Shop the best double cleansing products

For dry, sensitive skin, double cleanse using The Inkey List Oat Cleansing Balm. Created with parched, easily-irritated skin in mind, the cleansing balm contains oat kernel oil and colloidal oatmeal. The two ingredients work together to target blackheads and redness while maintaining the skin's moisture balance. Follow up with Cetaphil Gentle Skin Cleanser. Formulated with niacinamide, panthenol, and glycerin, this gentle cleanser hydrates skin without causing it to flare up.

The DHC Deep Cleansing Oil delivers a thorough cleanse, leaving oily skin refreshed without being totally stripped. The Japanese cleansing oil contains organic olive oil, vitamin E, and rosemary leaf, clearing the skin of dirt and sebum while sealing in hydration. Afterward, use Paula's Choice Perfectly Balanced Foaming Cleanser. The gentle cleanser contains ceramides, hyaluronic acid, and aloe to maintain the skin's barrier and retain moisture.
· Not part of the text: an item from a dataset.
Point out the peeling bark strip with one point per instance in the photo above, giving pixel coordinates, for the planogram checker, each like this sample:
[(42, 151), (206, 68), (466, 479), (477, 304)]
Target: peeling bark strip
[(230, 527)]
The Hanskin Pore Cleansing Oil- BHA uses salicylic oil to help reduce breakouts in acne-prone skin. It gently exfoliates, decreasing blackheads on the skin without leaving the face with a stripped, irritated feeling. It also has a blend of sunflower and tea tree oils that deeply cleanses the skin. Once rinsed off, go in with the Versed Keep the Peace Acne-Calming Cleanser. This non-drying cream cleanser has an anti-irritating formula that's gentle on acne-prone skin.